In June, the city identified a major billing discrepancy with the Riverfront Plaza’s ground lease, but Finance Director Bryan Kidney said he is not expecting to find additional significant sums unbilled or unpaid. However, Kidney emphasized a final determination will not be known until the audit is complete.

“As of yet, I haven’t seen anything come out that makes me overly concerned,” Kidney said. “I think our departmental records were in better shape than what we initially were concerned with.”

City Manager Tom Markus ordered the independent audit of the city’s billing procedures two months ago after the owners of the Riverfront Plaza asked the city for a billing summary and city staff found that invoices amounting to thousands of dollars annually had not been sent since 2011.

An initial assessment done as part of the audit indicated that poor record keeping, insufficient employee training and a lack of oversight caused those and other invoices to not be sent.
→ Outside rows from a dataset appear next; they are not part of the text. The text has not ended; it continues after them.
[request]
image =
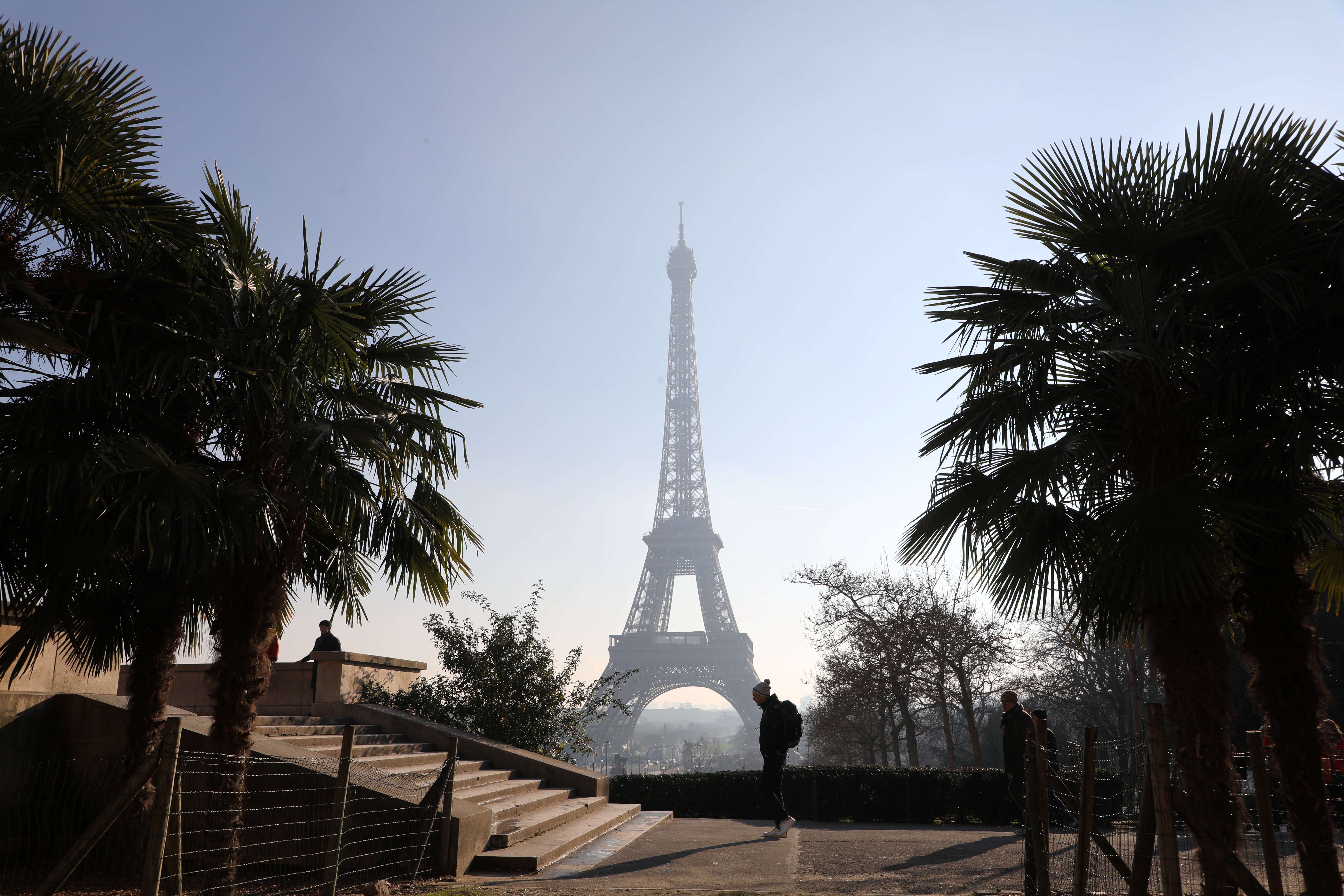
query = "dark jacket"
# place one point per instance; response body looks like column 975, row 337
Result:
column 1015, row 725
column 324, row 643
column 773, row 733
In addition to Riverfront’s lease, the audit’s initial assessment found billing discrepancies with 10 other leases, and auditors told the City Commission in June they expected to find more.

Kidney said that so far most of those discrepancies are actually record-keeping issues. Kidney said the city has 149 billing contracts, and though not all contracts or payments were being properly recorded in the city’s new billing system, he said most payments have actually been received.

“We’ve gone back on those and have located, I believe in most cases, that the billing and the receipts were taking place,” Kidney said.

In the case of the Riverfront’s unsent invoices, exactly how much Riverfront owes the city remains in dispute, according to Riverfront owner Dan Simons. The Simons family is also the former owner of the Lawrence Journal-World. Kidney has said the Riverfront owes $287,000, but Simons says it’s much less.

Simons said the amount of the Riverfront’s ground lease — the city owns the land the building sits on — had been renegotiated and reduced from $36,000 to $5,000 per year under former City Manager David Corliss. The Riverfront Plaza once housed the now defunct Riverfront Outlet Mall, and Simons said the reduction was requested due to economic hardship.

Representatives for Riverfront and the city have been discussing a resolution, and Simons said several offers have been made. Simons said he is now offering to pay a total of $200,000, or the equivalent of the higher rate over the five-year statute of limitations.

“The numbers that we’re agreeing to are way more than we think was necessary because we think we renegotiated the deal,” Simons said.

He said he hasn’t heard back regarding the latest offer, but is hopeful.

“I would hope that we could end it there, but we are in friendly discussions trying to get this thing solved because we do have bigger things to do in downtown Lawrence,” Simons said.

Kidney said he didn’t know the status of the Riverfront issue, and the city attorney’s office didn’t immediately respond to an inquiry from the Journal-World as to whether it will accept the Riverfront’s latest offer.

As the outside audit of the city’s billing continues, Kidney said auditors will be verifying the accuracy and payment history of all of the city’s 149 contracts. He said the hope is to have the audit complete in October.